Hate Sink: Epilogue

It turns out that the Notorious K.R.I.D. had a work-supplied, Pentium-4-based Dell system with a noisy, rattling heat-sink fan that was slowly driving him nuts.

Blame for this rests solely and squarely with Dell: their standard practice since time immemorial has been to equip their machines with a large, semi-passive CPU heatsink, place an exhaust fan on the back of the machine, and connect the two with a plastic shroud. In theory, this is a better approach than the standard one involving a fan blowing air onto the heat sink: Dell’s approach draws air over the heat sink and then ejects it from the machine, rather than running the risk of simply recycling the same ever-hotter air. It would be a better approach in practice, too, if Dell would only find some way of turning the shroud into something other than a bullhorn to amplify the fan’s roar.

So we set about removing the Dell heat sink, and replacing it with the infamous PIPE101. This process was surprisingly complicated, and involved a number of unexpected discoveries.

  1. The thermal tape which Dell uses as an interface between the CPU and heatsink is surprisingly sticky. Sticky enough, at least, to pull the CPU right out of the locked ZIF socket. I didn’t know that was possible. Miraculously, none of the pins were bent.
  2. Dell, in keeping with its tradition of reinventing perfectly good wheels whenever possible, used a non-standard retaining bracket for the heatsink. Bastards.
  3. Mercifully, they didn’t have the inclination or the opportunity to deviate from the standard spacing for the heatsink-bracket retention holes. Consequently there was hope that if we could track down a spare Socket 478 heatsink-retention bracket, we’d be in business.

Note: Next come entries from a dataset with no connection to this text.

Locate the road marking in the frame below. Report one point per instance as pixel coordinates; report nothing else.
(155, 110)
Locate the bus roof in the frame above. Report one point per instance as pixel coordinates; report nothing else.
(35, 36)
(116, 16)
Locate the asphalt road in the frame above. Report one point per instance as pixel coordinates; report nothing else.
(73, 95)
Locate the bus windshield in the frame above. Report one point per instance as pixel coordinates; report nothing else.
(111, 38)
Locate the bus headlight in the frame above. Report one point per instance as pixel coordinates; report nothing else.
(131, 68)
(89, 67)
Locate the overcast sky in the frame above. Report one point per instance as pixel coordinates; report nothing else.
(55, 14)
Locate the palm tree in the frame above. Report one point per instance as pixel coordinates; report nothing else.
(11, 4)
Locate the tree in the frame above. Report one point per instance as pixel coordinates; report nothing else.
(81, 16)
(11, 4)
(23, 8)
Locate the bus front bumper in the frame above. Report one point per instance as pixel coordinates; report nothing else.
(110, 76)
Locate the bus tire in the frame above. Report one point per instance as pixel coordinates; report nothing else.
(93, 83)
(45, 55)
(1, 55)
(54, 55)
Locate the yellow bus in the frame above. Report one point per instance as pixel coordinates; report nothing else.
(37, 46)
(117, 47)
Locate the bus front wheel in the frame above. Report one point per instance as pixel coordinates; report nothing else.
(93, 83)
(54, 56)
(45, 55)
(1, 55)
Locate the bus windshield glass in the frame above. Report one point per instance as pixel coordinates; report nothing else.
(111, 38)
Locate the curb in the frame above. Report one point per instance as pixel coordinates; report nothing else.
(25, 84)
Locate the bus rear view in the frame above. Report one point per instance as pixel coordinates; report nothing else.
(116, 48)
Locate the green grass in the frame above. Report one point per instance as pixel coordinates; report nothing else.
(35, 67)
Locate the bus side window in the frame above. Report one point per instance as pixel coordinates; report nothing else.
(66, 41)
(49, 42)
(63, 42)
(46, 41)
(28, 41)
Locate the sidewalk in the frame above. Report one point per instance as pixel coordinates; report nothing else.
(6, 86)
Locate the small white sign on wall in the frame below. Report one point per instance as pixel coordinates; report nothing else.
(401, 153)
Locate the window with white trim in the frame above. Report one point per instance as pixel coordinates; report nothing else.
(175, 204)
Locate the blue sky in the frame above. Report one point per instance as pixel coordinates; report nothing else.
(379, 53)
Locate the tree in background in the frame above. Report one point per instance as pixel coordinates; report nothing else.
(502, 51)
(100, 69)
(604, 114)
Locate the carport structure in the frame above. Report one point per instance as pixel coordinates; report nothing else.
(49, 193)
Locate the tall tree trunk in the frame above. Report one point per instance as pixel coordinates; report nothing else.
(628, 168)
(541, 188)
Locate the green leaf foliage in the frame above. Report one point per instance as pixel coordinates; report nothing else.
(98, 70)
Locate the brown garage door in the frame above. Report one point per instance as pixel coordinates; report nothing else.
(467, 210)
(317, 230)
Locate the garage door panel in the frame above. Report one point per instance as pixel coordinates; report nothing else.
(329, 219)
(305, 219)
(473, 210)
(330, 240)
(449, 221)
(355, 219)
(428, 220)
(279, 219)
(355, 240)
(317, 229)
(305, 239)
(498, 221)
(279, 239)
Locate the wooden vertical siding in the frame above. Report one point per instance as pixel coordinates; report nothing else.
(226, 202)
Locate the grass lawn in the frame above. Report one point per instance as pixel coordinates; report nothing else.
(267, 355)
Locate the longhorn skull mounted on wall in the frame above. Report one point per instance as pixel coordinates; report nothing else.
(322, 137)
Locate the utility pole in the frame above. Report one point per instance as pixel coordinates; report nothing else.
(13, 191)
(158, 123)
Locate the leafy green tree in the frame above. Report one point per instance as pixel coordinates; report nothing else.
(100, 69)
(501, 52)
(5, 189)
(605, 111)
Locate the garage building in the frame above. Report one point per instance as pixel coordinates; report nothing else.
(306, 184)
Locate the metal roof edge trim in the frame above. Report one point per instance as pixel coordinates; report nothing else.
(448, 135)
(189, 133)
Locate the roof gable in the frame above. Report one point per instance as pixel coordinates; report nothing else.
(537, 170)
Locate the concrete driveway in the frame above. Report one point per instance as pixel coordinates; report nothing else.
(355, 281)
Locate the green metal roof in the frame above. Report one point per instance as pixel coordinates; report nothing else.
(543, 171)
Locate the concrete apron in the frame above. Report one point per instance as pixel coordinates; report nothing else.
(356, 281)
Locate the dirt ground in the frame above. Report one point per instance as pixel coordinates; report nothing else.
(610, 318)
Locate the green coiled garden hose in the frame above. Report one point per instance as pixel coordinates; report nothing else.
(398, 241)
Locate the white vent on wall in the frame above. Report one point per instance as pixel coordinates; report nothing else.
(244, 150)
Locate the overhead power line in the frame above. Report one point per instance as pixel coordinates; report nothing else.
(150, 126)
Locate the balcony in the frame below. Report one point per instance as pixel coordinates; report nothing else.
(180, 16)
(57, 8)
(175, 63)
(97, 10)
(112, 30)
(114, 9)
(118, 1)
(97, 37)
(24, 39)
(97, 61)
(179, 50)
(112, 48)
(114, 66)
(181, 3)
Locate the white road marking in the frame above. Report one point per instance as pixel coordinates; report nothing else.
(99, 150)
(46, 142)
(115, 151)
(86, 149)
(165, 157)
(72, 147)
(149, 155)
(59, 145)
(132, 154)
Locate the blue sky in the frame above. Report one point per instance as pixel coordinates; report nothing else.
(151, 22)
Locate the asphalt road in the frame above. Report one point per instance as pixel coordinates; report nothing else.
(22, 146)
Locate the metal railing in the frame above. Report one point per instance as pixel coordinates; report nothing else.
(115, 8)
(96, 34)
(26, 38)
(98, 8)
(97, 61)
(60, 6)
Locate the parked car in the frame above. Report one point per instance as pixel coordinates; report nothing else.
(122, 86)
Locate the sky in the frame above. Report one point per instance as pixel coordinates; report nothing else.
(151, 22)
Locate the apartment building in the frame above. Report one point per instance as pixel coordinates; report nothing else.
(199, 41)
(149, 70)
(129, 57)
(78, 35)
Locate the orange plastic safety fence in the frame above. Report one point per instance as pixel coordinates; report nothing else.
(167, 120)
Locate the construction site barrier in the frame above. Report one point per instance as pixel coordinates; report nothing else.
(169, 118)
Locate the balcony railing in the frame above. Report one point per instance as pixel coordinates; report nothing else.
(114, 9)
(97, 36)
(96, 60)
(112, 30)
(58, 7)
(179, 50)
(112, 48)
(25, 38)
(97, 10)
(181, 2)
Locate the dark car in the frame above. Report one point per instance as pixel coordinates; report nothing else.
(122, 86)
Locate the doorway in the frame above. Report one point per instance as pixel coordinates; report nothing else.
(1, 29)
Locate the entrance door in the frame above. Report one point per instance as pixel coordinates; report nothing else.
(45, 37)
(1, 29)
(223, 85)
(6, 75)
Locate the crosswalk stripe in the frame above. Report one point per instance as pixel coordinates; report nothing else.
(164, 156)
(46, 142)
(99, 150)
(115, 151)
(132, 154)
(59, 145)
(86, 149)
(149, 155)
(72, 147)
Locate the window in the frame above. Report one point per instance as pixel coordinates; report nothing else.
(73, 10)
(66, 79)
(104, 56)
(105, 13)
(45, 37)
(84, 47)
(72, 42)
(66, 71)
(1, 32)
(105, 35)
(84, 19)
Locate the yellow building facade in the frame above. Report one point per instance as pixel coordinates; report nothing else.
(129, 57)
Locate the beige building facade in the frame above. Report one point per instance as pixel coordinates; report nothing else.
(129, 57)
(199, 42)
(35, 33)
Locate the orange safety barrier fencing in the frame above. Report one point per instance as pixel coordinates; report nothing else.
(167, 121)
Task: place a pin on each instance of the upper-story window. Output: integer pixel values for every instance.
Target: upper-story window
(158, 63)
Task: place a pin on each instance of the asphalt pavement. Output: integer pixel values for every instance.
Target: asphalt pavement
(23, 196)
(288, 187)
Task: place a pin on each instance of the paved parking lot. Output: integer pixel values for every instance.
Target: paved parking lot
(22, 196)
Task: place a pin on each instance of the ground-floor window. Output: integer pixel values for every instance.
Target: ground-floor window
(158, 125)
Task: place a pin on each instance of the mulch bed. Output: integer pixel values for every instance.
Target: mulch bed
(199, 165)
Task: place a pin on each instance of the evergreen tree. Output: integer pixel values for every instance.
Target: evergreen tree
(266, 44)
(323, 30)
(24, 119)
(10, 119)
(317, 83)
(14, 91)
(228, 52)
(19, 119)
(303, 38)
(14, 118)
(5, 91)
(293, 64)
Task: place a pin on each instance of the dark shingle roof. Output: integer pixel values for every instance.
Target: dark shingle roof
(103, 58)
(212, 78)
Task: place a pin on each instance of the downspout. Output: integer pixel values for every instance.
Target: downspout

Thanks to the ever-helpful folks at BlueBonePC, we obtained one.
  4. This was when we discovered that while the spacing on the holes is standard, the placement of certain capacitors near the CPU is not; a standard heatsink-retention bracket will not fit without modification. Dirk promptly supplied the neecessary modification by clipping out part of our bracket, in a way that didn’t seem to compromise its function. (Bastards!)
  5. The rest of the installation went relatively smoothly. The PIPE101 fit into the available space with room to spare, and Thermaltake’s approach to Socket 478 retention proved far less squirrelly than their take on Socket 939. Of course, it was only after I’d installed heatsink and fan that I realized I’d forgotten the backing plate on the other side of the motherboard, but never mind. I was even able to remove the heatsink without simultaneously extracting the CPU this time.

We then attached an exhaust fan to the back of the case through means so crude you really don’t want to know about them — I have only one word to say on the matter: “wingnuts” — reconnected the machine, and fired it up. Miraculously, it booted despite the astounding amounts of abuse and vendor-unapproved handling to which we had subjected it.

At last report, it is running strong, but silent. Dirk is happy, and so am I, to have found a suitable home for the heatsink at last.

(I’m also happy in no small measure because Dirk reciprocated by expertly tuning up my bike, from out-of-true wheel to balky front derailleur to slow leak in front tire. He also replaced my despised toe-clip pedals with a pair of Speedplay Frogs which he sold to me at friend prices, and with which I have rapidly fallen in love. Better than just do all these things for me and present a fait accompli at the end, he let me observe every step, so that I have half a chance of doing for myself in future.)